Remember that you are in slow flight during the flare, and your goal is to stall the airplane right over the runway. That's why your instructor had you practice aircraft control in slow flight and in the stall.

Be patient with yourself and with the airplane. Eventually you will get it.

The student can land now. It seems that trimming properly for the approach did the trick. But I felt that I should warn him that there are ups and downs in landing, so I added.

You will have landing slumps, where all if a sudden although your landings are safe, they just aren't all that great any more. The best solution to that is to buy new socks. It's your socks' fault, I swear.

There is some possibility that the first advice I gave him is more accurate than the second. But it's always nice to have new socks.


LocalFlightEast said...

and then, just when you think you've got it nailed, your instructor throws in the crosswind and suddenly you forget how to land again!!

DataPilot said...

As a student pilot, I remember being frustrated by my inability to flare the plane at the right moment. My flight instructor reassured me by saying, "Bumpy landings are OK. Just make sure they're on the mains."

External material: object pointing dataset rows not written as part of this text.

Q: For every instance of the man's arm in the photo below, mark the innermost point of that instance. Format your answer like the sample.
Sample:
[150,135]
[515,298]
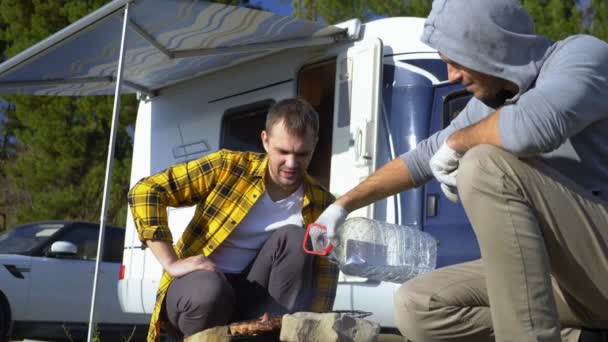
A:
[165,254]
[484,131]
[390,179]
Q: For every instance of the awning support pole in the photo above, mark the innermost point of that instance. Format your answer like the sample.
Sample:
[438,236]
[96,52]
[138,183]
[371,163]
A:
[108,178]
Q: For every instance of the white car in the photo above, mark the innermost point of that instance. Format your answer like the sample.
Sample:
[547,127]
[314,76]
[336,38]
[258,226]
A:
[46,277]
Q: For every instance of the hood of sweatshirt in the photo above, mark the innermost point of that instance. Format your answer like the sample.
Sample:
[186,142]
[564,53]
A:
[494,37]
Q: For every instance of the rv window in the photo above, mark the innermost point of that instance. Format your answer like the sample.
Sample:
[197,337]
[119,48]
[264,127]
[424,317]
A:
[242,126]
[453,104]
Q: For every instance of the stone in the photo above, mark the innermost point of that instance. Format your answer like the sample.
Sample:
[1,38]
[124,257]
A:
[327,327]
[217,334]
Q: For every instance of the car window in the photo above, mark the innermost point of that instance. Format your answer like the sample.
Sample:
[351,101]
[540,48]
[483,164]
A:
[22,239]
[85,238]
[114,245]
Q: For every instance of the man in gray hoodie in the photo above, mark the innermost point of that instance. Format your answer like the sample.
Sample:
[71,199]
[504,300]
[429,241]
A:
[528,158]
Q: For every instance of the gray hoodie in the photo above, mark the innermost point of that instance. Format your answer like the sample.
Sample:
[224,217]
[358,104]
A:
[561,111]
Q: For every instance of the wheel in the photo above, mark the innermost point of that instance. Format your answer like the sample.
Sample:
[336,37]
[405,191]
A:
[4,320]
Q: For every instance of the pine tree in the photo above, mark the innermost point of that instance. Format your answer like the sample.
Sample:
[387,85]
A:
[556,19]
[60,158]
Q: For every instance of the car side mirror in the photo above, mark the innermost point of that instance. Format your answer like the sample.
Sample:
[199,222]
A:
[63,249]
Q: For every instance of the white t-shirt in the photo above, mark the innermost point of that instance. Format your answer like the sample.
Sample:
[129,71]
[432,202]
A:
[242,245]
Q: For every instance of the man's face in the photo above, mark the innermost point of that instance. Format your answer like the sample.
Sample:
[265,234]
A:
[482,86]
[288,155]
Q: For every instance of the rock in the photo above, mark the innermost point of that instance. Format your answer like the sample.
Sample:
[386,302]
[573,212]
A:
[327,327]
[217,334]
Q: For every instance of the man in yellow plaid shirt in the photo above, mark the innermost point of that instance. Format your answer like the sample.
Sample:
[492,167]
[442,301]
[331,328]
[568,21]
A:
[241,254]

It's funny how quickly my landing skills improved once my instructor gave me permission to make "firm" landings. Although, new socks may have worked just as well.

Aviatrix said...

New socks don't work for student pilots. They only work for experienced pilots in a landing slump.

PPL Driver said...

I kept messing up my landings until an instructor asked me what I see when I am landing. I said that all I see is the cowling. He suggested that I purchase a cushion to see over the cowl. Not that I am that small, but the C-152 I was learning in had seats that were not height adjustable; we basically sat on the floor. After getting the cushion, my landings immediately improved. When I get checked out in in a new a/c, I always have this cushion with me in case I run into a LSS (Low Seat Situation).

LocalFlightEast said...

@ PPL Driver
Totally agree with the cushion thing. I am short and require multiple cushions both underneath and behind me. I have specific cushions that I use depending on the plane.
Out of the three I fly , one seat doesn't come up quite so high, so I need the bigger cushion underneath me, one has a seat that doesn't come quite so far forward, that extra 1/4 of an inch makes all the difference!

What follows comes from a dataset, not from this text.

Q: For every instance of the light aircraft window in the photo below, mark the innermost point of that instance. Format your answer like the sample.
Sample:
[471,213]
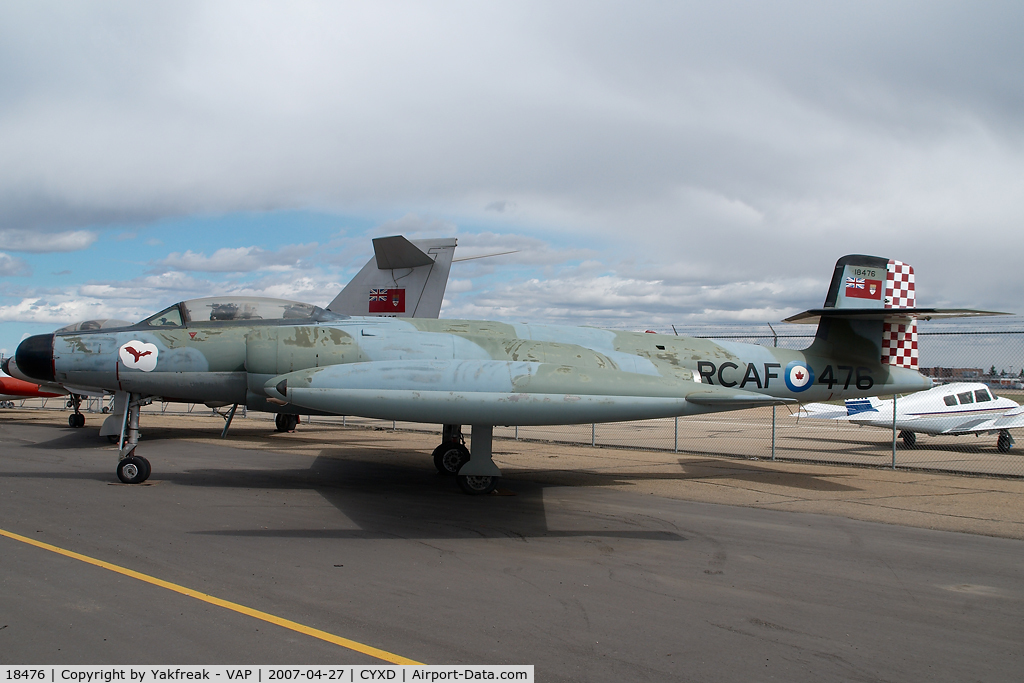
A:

Yep my landings suffer if I don't have the correct cushions.

D.B. said...

I tell my students that their goal is to fly a constant 3" off the runway surface, and to try NOT to let the wheels touch down. Of course, without power the airplane will slow down, the student will keep pulling the nose up, until the mains touch gently on the runway.

I have had to work on vocabulary, after telling a student to try not to touch down, he added full power and went around.....

Anonymous said...

Went out and bought new socks thinking my landing skills would improve. Drat, oh yeah, forgot I'm not a pilot. Hoped the socks would magically give me skills I could brag about.

LocalFlightEast said...

Perhaps there is a sales opportunity here. Marketing "landing socks" to pilots.

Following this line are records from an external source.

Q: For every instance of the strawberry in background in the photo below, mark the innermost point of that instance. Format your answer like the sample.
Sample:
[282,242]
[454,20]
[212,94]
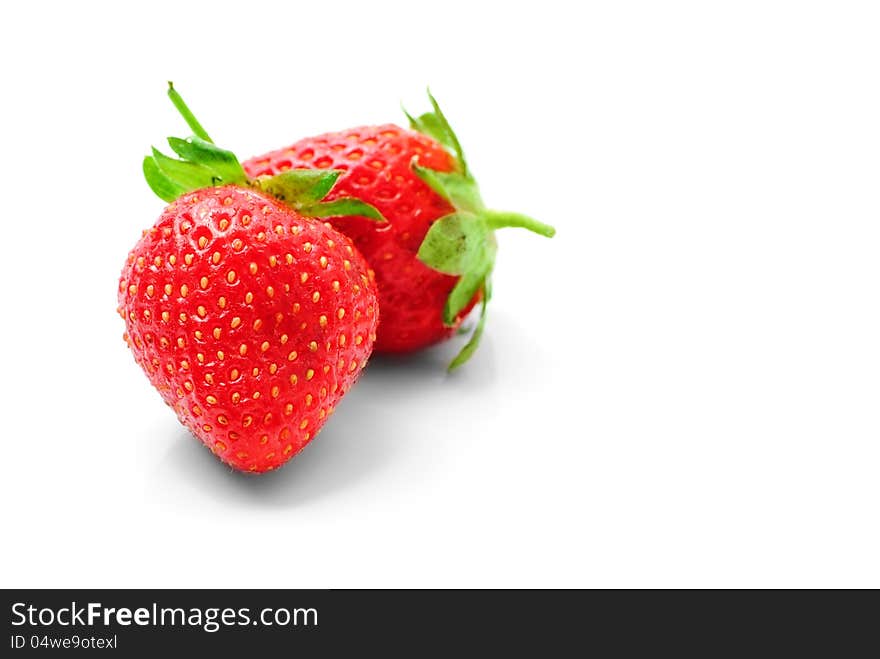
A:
[434,257]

different lengths depending on the size of the plane; bobbly, woolly ones for soft field landings and so on :)

majroj said...

I heard the sock thing between two Huey (helo) drivers. The examinee asked the examiner about them. The examiner said "Yeah, wear them on your hands. Now get in there".

If anyone had a good hot-weather landing video of an old Vulcan bomber (or the Air Force's E-4 on a shorter runway) they'd get the concept of hanging and slowing until it settles gently. Something that large easing to the ground for a very short rollout is like the best magic trick besides babies and fresh bread.

majroj said...

click here

grant said...

"your goal is to stall the airplane right over the runway"

meh... disagree. I'll bet you touch down well before the actual wing stall condition on your current aircraft. I'd suggest that your goal is to touch down in an appropriate attitude at an appropriate airspeed (pre-stall), with the airplane still under full control.